A rede pública também se responsabiliza pelo custeio dos medicamentos indicados para o tratamento dessas patologias, inclusive a depressão. Os CAPS, entretanto, não costumam realizar os serviços de urgência/emergência, a cargo do SAMU (Serviço de Atendimento Móvel de Urgência) e da UPA (Unidade de Pronto Atendimento), onde ainda é escassa a qualificação necessária para o devido atendimento.

Este é o grande desafio: construir redes de cuidado devidamente capacitadas e interligadas. Trata-se, na verdade, de uma nova cultura que abrange desde a formação dos profissionais de saúde até as rotinas diferenciadas de atendimento e a devida capacidade de suporte para acolher todos os que se encontram fragilizados e vulneráveis (suicidas, familiares, amigos). As próprias autoridades reconhecem que há um longo caminho para a frente para que o país disponha de um serviço público bem estruturado, amplo e eficiente no enfrentamento do suicídio. Por esse motivo, consideram improvável que o Brasil venha alcançar a meta sugerida pela Organização Mundial da Saúde para que todos os países reduzam em 10 % as taxas de suicídio até 2020.
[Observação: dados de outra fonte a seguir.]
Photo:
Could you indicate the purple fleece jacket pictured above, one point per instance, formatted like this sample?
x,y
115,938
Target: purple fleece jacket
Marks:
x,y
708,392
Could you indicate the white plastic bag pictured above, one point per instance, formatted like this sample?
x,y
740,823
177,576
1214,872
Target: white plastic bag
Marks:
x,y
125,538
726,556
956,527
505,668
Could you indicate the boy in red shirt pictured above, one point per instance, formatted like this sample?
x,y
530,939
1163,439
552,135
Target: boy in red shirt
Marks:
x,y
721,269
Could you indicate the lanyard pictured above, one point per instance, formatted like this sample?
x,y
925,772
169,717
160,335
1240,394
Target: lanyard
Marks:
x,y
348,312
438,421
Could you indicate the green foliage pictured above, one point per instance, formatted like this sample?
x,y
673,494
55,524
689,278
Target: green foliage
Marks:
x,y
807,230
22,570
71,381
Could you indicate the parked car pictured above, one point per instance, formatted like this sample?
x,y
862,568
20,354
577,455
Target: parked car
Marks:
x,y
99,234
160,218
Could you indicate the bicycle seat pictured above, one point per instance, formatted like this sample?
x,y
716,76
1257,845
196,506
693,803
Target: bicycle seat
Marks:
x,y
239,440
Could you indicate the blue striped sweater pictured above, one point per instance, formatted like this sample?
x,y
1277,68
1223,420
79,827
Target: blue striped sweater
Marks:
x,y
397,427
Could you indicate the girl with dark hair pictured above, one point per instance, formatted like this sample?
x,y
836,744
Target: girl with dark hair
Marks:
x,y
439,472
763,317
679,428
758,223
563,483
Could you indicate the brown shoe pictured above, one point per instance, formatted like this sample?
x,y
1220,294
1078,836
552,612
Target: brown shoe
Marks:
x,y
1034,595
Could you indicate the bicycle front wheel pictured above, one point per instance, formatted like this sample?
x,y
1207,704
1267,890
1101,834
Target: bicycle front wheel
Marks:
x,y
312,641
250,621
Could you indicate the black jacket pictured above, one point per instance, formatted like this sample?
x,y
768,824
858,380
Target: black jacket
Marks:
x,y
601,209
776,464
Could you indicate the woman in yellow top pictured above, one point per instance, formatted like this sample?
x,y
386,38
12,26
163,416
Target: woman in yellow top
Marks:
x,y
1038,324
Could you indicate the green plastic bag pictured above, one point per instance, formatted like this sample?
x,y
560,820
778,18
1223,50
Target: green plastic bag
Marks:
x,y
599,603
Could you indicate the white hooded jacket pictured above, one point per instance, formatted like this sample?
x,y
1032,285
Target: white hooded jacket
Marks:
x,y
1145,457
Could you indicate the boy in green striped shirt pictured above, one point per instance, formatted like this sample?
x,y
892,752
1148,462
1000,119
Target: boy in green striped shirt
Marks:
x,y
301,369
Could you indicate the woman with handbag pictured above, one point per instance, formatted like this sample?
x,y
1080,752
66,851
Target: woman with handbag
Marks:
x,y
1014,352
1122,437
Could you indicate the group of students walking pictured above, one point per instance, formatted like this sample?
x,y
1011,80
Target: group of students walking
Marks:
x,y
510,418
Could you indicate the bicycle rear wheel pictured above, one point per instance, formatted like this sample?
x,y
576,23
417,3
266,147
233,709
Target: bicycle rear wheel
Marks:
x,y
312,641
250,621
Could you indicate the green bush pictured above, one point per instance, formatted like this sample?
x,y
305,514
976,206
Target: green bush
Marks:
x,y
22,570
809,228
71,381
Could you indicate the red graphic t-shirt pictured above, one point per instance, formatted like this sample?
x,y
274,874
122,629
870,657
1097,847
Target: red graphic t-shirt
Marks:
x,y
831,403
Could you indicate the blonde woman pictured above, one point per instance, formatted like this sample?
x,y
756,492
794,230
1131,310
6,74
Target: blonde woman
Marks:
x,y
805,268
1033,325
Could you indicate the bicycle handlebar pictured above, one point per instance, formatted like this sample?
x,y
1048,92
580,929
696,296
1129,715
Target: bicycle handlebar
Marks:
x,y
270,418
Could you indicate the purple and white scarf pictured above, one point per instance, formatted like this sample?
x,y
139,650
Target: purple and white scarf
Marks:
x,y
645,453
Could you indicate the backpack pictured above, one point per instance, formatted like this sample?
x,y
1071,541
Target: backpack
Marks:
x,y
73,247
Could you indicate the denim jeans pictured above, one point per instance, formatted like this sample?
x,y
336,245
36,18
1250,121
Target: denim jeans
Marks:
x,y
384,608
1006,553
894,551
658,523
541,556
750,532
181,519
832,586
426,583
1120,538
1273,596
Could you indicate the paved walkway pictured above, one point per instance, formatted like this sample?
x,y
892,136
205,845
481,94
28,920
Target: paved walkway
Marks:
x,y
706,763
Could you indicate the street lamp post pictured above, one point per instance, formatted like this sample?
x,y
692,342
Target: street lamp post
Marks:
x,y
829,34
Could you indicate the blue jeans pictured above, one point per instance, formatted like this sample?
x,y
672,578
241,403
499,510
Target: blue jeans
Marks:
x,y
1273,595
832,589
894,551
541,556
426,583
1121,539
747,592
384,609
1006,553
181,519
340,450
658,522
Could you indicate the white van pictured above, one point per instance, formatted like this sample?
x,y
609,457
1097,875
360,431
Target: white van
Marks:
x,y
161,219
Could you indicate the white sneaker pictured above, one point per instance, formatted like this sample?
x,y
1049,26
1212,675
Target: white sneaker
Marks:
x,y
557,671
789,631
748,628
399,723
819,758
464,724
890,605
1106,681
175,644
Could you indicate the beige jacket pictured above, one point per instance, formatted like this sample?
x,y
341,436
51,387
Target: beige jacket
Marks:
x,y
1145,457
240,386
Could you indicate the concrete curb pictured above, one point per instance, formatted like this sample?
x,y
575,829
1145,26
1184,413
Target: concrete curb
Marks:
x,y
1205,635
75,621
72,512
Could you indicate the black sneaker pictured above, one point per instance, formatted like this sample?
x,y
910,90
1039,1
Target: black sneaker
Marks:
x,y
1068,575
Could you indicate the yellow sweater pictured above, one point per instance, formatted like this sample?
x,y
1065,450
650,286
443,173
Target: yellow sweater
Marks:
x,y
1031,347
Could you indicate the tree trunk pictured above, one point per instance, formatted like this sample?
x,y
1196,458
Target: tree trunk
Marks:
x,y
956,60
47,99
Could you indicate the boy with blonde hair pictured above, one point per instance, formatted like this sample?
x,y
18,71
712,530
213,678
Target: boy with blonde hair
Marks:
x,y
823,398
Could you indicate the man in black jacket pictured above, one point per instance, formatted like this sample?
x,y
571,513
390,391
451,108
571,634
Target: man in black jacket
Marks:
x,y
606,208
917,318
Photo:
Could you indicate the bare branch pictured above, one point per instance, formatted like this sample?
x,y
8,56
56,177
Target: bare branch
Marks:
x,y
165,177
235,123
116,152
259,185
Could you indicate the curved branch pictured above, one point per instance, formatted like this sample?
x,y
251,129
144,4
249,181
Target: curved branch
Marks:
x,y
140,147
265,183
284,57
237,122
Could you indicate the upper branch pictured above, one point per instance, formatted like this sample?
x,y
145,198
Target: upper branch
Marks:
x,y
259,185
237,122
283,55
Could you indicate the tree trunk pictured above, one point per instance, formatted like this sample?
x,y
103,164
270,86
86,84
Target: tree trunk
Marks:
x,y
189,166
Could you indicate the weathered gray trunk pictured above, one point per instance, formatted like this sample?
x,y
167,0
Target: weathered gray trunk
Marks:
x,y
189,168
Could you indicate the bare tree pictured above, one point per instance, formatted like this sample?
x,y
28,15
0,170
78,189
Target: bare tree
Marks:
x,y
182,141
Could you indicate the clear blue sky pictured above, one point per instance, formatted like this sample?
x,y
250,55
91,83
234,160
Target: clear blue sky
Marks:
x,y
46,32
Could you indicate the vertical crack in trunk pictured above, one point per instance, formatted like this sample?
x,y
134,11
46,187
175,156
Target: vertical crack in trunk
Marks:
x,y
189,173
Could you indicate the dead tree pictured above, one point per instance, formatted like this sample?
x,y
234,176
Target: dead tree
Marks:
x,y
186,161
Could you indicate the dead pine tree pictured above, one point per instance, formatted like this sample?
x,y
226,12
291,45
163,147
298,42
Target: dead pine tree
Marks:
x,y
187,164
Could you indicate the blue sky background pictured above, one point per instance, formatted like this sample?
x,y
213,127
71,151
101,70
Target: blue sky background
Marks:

Se já somos um dos 28 países do mundo a dispor de Estratégias Nacionais de Prevenção - o que é um avanço importante - ainda há muito que fazer para que essas estratégias resultem em m trabalho efetivo e contundente para a prevenção do suicídio. Sem a mobilização da sociedade - e a devida pressão dos segmentos mais esclarecidos e comprometidos com essa questão - a distância que separa as boas intenções do mundo real continuará grande.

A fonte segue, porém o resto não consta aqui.